Terrorisme: Londres durcit le ton

Le gouvernement britannique a annoncé mercredi l'interdiction sur son territoire de vingt-et-un groupes qualifiés de «terroristes». Ce durcissement historique intervient dans le cadre d'une nouvelle loi, entrée en vigueur la semaine dernière, qui suscite l'inquiétude des organisations de défense des droits de l'homme.
La Grande Bretagne ne veut plus passer pour la terre d'asile des groupes armés en tous genres. C'est en substance le message qu'entend faire passer le gouvernement de Tony Blair en interdisant d'activités vingt-et-une organisations considérées comme terroristes.
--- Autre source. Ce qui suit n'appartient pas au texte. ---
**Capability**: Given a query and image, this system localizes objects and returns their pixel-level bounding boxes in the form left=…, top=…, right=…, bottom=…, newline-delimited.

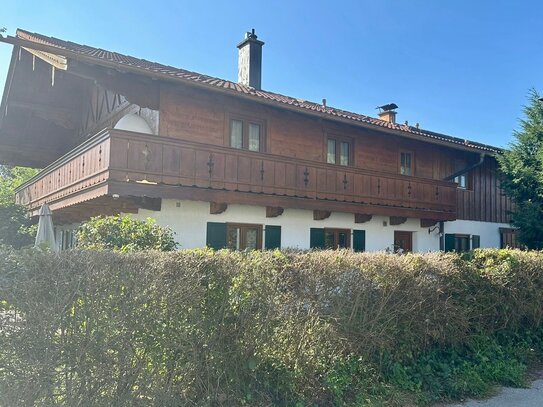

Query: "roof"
left=4, top=29, right=501, bottom=153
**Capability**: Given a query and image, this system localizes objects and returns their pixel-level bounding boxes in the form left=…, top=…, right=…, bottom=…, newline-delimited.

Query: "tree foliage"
left=498, top=90, right=543, bottom=249
left=0, top=165, right=37, bottom=248
left=77, top=216, right=177, bottom=252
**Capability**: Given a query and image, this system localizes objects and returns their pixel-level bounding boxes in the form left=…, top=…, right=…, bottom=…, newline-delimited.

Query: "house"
left=0, top=30, right=514, bottom=251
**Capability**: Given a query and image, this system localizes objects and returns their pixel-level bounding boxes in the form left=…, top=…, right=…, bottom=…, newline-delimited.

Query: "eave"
left=0, top=33, right=501, bottom=155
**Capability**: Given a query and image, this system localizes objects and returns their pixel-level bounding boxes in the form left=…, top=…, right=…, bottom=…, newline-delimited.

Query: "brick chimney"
left=238, top=28, right=264, bottom=90
left=377, top=103, right=398, bottom=123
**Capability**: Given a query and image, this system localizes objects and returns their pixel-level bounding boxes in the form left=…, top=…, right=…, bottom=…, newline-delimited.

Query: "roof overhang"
left=0, top=36, right=502, bottom=155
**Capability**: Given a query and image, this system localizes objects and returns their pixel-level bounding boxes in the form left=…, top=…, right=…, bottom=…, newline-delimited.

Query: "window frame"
left=398, top=150, right=415, bottom=177
left=324, top=132, right=354, bottom=167
left=324, top=228, right=352, bottom=250
left=454, top=233, right=472, bottom=253
left=224, top=113, right=267, bottom=153
left=226, top=222, right=263, bottom=251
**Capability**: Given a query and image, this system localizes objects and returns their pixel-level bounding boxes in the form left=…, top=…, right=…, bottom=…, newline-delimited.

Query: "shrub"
left=77, top=216, right=177, bottom=252
left=0, top=249, right=543, bottom=407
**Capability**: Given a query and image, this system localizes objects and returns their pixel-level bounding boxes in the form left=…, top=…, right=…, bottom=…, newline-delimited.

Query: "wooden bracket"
left=354, top=213, right=373, bottom=223
left=313, top=209, right=332, bottom=220
left=209, top=202, right=228, bottom=215
left=420, top=219, right=437, bottom=228
left=266, top=206, right=284, bottom=218
left=390, top=216, right=407, bottom=226
left=128, top=196, right=162, bottom=213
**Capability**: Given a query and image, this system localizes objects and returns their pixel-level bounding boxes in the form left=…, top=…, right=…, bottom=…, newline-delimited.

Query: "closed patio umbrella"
left=35, top=204, right=58, bottom=252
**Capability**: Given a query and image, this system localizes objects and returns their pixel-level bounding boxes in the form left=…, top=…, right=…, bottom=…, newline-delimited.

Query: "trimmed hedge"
left=0, top=249, right=543, bottom=407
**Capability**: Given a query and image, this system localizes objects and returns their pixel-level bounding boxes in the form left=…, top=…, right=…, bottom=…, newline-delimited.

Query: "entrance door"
left=394, top=231, right=413, bottom=253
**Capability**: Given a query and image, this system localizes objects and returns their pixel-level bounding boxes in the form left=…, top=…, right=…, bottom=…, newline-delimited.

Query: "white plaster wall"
left=131, top=199, right=444, bottom=252
left=443, top=220, right=511, bottom=248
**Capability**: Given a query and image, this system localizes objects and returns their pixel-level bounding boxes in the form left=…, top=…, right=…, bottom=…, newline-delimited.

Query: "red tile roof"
left=16, top=29, right=500, bottom=153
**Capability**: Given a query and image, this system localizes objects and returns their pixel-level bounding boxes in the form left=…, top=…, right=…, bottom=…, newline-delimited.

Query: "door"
left=394, top=231, right=413, bottom=253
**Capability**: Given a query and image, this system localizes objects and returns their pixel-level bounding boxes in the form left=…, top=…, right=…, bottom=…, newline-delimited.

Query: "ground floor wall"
left=126, top=200, right=509, bottom=252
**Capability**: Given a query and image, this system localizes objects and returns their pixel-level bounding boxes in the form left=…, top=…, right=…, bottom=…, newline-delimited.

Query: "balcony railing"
left=17, top=130, right=457, bottom=219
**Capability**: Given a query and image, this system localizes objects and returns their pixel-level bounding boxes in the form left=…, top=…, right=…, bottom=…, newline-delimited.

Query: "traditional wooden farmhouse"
left=0, top=30, right=514, bottom=251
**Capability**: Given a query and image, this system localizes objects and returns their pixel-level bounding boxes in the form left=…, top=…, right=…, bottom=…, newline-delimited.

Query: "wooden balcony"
left=17, top=130, right=457, bottom=220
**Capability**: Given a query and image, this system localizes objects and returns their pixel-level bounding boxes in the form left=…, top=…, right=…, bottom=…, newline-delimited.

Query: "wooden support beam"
left=354, top=213, right=373, bottom=223
left=8, top=100, right=81, bottom=130
left=313, top=209, right=332, bottom=220
left=68, top=61, right=160, bottom=110
left=209, top=202, right=228, bottom=215
left=390, top=216, right=407, bottom=226
left=420, top=219, right=438, bottom=228
left=266, top=206, right=284, bottom=218
left=134, top=196, right=162, bottom=212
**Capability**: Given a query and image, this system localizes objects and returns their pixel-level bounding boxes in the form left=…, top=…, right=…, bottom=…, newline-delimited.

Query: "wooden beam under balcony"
left=420, top=219, right=437, bottom=228
left=390, top=216, right=407, bottom=226
left=313, top=209, right=332, bottom=220
left=209, top=202, right=228, bottom=215
left=354, top=213, right=373, bottom=223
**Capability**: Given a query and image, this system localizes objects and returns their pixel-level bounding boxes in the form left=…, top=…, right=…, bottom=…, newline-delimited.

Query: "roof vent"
left=377, top=103, right=398, bottom=124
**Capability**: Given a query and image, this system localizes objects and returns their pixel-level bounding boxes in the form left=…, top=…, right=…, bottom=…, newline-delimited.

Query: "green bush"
left=0, top=249, right=543, bottom=407
left=77, top=216, right=177, bottom=252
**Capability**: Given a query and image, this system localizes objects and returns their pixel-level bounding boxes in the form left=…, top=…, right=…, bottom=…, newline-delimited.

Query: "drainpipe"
left=443, top=153, right=486, bottom=181
left=439, top=221, right=445, bottom=252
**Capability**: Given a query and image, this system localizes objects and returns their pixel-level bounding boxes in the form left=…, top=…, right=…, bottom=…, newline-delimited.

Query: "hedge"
left=0, top=249, right=543, bottom=407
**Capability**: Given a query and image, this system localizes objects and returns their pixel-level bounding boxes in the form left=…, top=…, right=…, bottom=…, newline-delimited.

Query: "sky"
left=0, top=0, right=543, bottom=147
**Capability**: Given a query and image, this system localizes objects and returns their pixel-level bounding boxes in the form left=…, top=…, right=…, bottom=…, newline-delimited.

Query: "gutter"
left=443, top=153, right=486, bottom=181
left=0, top=36, right=497, bottom=154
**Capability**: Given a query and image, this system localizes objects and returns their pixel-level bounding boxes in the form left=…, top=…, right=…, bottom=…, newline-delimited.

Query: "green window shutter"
left=353, top=230, right=366, bottom=252
left=445, top=233, right=456, bottom=252
left=309, top=228, right=324, bottom=249
left=264, top=225, right=281, bottom=250
left=206, top=222, right=226, bottom=250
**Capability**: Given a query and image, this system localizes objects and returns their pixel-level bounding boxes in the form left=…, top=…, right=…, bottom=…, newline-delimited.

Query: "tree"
left=0, top=165, right=37, bottom=248
left=77, top=216, right=177, bottom=252
left=498, top=89, right=543, bottom=249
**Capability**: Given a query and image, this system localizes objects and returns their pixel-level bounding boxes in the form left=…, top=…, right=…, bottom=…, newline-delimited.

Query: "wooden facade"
left=0, top=29, right=511, bottom=223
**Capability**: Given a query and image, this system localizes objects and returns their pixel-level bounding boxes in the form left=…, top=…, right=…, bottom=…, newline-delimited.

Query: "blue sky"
left=0, top=0, right=543, bottom=146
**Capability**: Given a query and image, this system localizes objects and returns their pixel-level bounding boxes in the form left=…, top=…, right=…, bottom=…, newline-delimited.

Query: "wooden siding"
left=456, top=157, right=512, bottom=223
left=17, top=130, right=457, bottom=220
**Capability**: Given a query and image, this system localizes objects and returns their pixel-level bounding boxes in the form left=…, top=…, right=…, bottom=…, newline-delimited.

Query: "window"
left=309, top=228, right=350, bottom=251
left=309, top=228, right=366, bottom=252
left=500, top=228, right=522, bottom=249
left=445, top=234, right=481, bottom=252
left=400, top=151, right=413, bottom=175
left=206, top=222, right=281, bottom=250
left=454, top=174, right=468, bottom=189
left=326, top=136, right=352, bottom=166
left=324, top=229, right=351, bottom=250
left=230, top=118, right=264, bottom=151
left=226, top=224, right=262, bottom=250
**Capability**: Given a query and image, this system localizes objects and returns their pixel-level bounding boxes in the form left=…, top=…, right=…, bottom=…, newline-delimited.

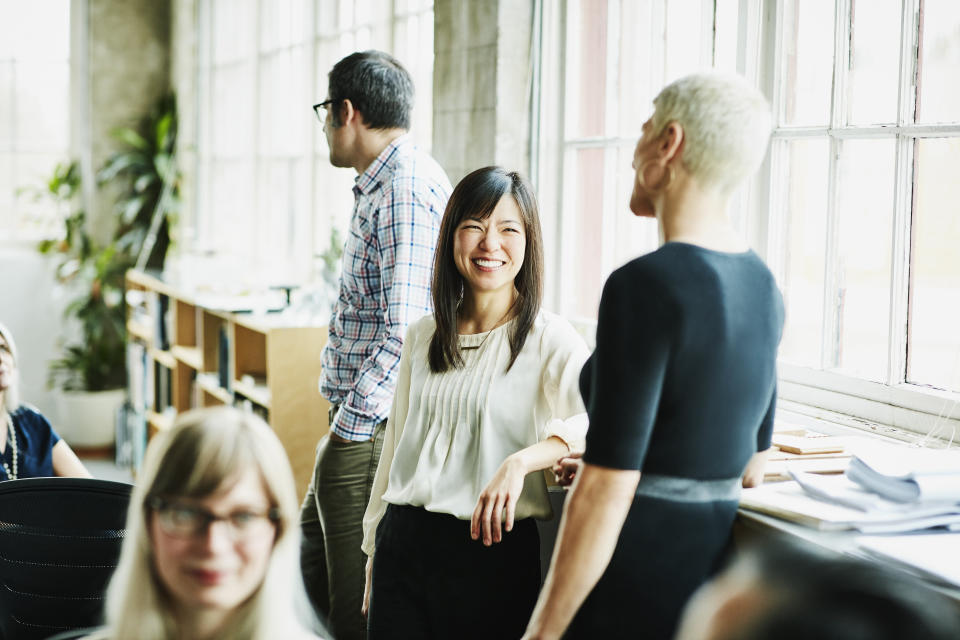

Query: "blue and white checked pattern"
left=320, top=135, right=452, bottom=440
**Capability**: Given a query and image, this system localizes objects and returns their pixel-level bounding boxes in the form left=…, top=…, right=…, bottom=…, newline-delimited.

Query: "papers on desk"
left=857, top=533, right=960, bottom=586
left=740, top=473, right=960, bottom=533
left=847, top=443, right=960, bottom=503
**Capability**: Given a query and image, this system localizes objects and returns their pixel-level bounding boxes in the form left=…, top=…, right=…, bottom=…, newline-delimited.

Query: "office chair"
left=0, top=478, right=132, bottom=640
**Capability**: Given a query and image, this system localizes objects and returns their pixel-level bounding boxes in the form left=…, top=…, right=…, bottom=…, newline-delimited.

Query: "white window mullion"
left=249, top=0, right=264, bottom=263
left=887, top=0, right=919, bottom=386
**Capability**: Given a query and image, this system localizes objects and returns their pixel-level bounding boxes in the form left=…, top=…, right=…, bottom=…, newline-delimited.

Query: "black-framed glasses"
left=147, top=498, right=280, bottom=541
left=313, top=98, right=340, bottom=122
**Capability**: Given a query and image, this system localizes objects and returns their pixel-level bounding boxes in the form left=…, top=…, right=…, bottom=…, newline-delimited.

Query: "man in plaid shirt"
left=301, top=51, right=451, bottom=640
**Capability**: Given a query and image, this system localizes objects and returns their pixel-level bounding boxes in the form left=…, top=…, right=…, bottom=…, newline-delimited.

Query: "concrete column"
left=74, top=0, right=170, bottom=240
left=433, top=0, right=534, bottom=183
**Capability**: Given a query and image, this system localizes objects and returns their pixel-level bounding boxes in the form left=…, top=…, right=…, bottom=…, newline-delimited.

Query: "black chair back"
left=0, top=478, right=132, bottom=640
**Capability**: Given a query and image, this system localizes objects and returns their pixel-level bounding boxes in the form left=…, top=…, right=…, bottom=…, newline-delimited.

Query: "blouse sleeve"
left=540, top=318, right=589, bottom=451
left=584, top=268, right=673, bottom=470
left=361, top=323, right=421, bottom=556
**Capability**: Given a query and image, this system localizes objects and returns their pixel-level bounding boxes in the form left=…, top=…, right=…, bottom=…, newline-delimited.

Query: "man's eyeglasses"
left=147, top=498, right=280, bottom=541
left=313, top=98, right=340, bottom=122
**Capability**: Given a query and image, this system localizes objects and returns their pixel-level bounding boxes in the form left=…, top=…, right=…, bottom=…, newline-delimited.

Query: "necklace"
left=0, top=413, right=19, bottom=480
left=460, top=298, right=517, bottom=351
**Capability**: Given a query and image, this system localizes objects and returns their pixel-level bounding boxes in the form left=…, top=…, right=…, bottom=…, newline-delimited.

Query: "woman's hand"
left=553, top=452, right=583, bottom=487
left=360, top=556, right=373, bottom=618
left=470, top=455, right=529, bottom=547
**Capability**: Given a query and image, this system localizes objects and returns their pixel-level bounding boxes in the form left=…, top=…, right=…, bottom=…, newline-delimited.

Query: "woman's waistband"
left=636, top=473, right=741, bottom=502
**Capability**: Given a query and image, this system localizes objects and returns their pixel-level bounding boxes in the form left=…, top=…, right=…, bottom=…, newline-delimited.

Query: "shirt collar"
left=353, top=133, right=410, bottom=195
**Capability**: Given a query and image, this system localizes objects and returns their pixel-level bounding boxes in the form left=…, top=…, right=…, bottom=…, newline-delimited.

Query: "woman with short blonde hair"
left=95, top=407, right=317, bottom=640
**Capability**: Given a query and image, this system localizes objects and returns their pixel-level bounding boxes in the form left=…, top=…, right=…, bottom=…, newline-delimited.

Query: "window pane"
left=917, top=0, right=960, bottom=122
left=617, top=0, right=661, bottom=140
left=832, top=138, right=896, bottom=382
left=664, top=0, right=713, bottom=84
left=780, top=139, right=830, bottom=368
left=8, top=0, right=70, bottom=62
left=847, top=0, right=901, bottom=124
left=612, top=144, right=658, bottom=268
left=567, top=0, right=607, bottom=138
left=14, top=62, right=70, bottom=151
left=713, top=0, right=740, bottom=73
left=781, top=0, right=834, bottom=125
left=561, top=148, right=606, bottom=318
left=0, top=60, right=16, bottom=152
left=907, top=138, right=960, bottom=391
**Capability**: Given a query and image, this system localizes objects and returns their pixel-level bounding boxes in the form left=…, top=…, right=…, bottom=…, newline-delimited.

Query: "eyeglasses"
left=147, top=498, right=280, bottom=541
left=313, top=98, right=340, bottom=122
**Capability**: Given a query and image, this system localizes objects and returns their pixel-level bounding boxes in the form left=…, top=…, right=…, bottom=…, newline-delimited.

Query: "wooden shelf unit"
left=126, top=270, right=329, bottom=498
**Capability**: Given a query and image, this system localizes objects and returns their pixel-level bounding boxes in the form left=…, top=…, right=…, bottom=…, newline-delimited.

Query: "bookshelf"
left=126, top=270, right=329, bottom=498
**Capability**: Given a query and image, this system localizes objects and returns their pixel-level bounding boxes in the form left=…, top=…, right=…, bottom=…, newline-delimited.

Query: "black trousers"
left=367, top=505, right=540, bottom=640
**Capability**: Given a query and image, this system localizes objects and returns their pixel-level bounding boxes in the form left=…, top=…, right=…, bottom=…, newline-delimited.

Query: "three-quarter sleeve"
left=539, top=318, right=589, bottom=451
left=361, top=323, right=422, bottom=556
left=584, top=269, right=674, bottom=470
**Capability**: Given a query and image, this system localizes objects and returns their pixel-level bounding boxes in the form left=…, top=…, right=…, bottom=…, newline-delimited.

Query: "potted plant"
left=35, top=162, right=129, bottom=449
left=97, top=94, right=180, bottom=270
left=33, top=96, right=179, bottom=448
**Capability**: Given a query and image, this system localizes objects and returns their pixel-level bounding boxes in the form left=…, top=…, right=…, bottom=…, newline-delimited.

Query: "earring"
left=637, top=160, right=674, bottom=193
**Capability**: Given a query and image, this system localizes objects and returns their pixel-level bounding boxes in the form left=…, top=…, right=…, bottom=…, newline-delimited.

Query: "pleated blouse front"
left=364, top=311, right=588, bottom=554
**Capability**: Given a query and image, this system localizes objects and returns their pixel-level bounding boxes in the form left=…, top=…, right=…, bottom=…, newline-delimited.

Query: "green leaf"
left=112, top=127, right=150, bottom=151
left=118, top=196, right=146, bottom=224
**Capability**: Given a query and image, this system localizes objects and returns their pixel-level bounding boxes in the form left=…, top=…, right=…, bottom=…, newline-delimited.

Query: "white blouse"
left=363, top=311, right=589, bottom=555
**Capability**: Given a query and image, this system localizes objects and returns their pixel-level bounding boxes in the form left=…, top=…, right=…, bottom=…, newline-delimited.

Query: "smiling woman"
left=90, top=407, right=317, bottom=640
left=363, top=167, right=586, bottom=640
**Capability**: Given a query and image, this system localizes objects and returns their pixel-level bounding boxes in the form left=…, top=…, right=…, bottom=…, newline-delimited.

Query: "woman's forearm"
left=524, top=464, right=640, bottom=639
left=507, top=436, right=570, bottom=475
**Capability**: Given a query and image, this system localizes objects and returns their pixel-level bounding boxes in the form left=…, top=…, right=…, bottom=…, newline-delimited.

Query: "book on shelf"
left=217, top=326, right=232, bottom=391
left=846, top=443, right=960, bottom=503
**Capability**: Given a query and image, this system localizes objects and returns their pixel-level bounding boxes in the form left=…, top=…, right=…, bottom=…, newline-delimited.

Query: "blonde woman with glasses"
left=89, top=407, right=319, bottom=640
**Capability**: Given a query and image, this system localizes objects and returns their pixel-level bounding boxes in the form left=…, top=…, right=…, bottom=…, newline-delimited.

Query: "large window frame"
left=755, top=0, right=960, bottom=442
left=0, top=0, right=73, bottom=246
left=531, top=0, right=960, bottom=444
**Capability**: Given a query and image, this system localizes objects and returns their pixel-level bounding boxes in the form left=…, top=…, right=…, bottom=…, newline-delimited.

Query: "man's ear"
left=659, top=122, right=686, bottom=162
left=340, top=98, right=362, bottom=126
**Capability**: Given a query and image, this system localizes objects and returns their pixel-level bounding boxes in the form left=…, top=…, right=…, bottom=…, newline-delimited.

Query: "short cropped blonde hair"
left=101, top=407, right=313, bottom=640
left=651, top=71, right=773, bottom=193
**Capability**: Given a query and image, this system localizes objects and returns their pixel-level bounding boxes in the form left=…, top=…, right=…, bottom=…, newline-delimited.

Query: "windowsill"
left=734, top=408, right=960, bottom=602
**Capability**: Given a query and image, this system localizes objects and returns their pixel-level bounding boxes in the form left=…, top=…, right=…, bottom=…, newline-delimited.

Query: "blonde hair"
left=105, top=407, right=315, bottom=640
left=0, top=324, right=20, bottom=413
left=651, top=71, right=773, bottom=193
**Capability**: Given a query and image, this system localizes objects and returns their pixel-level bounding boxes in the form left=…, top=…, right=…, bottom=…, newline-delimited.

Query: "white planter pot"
left=53, top=389, right=126, bottom=449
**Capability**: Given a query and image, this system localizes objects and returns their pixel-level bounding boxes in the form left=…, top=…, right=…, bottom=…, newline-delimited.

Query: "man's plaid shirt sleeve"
left=332, top=176, right=442, bottom=439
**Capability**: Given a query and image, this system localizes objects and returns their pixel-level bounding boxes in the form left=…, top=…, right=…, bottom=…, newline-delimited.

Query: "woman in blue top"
left=0, top=324, right=91, bottom=482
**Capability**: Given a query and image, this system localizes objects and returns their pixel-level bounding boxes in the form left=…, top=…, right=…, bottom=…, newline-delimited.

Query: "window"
left=0, top=0, right=70, bottom=241
left=193, top=0, right=433, bottom=282
left=534, top=0, right=736, bottom=322
left=767, top=0, right=960, bottom=438
left=533, top=0, right=960, bottom=439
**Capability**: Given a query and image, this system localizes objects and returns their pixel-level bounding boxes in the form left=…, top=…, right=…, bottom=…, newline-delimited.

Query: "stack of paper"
left=847, top=444, right=960, bottom=503
left=740, top=472, right=960, bottom=533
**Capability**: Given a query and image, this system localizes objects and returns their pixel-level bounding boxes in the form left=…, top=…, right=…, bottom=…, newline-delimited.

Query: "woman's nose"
left=480, top=228, right=500, bottom=249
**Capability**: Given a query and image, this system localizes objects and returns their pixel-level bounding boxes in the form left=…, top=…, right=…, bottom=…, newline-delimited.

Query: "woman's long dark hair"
left=428, top=167, right=543, bottom=373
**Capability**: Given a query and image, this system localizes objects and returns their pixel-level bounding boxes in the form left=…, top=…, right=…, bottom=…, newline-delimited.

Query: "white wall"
left=0, top=247, right=66, bottom=428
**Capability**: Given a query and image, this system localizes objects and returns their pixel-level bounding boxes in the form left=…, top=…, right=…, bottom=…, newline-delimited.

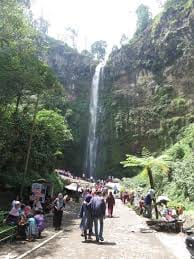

Publiée mercredi, la liste inclut, entre autres, l'organisation d'Oussama Ben Laden, le milliardaire saoudien accusé d'avoir commandité une série d'attentats contre des ambassades américaines en Afrique, le Groupe islamique armé (GIA) algérien, le groupe palestinien Abou Nidal, ainsi que trois factions séparatistes musulmanes du Cachemire indien. Outre ces organisations islamiques, Londres met à l'index l'organisation séparatiste basque ETA, le Parti des travailleurs du Kurdistan (PKK) et le groupe grec du 17 novembre, un mouvement extrémiste, qui a revendiqué l'assassinat d'un attaché militaire britannique à Athènes en juin 2000.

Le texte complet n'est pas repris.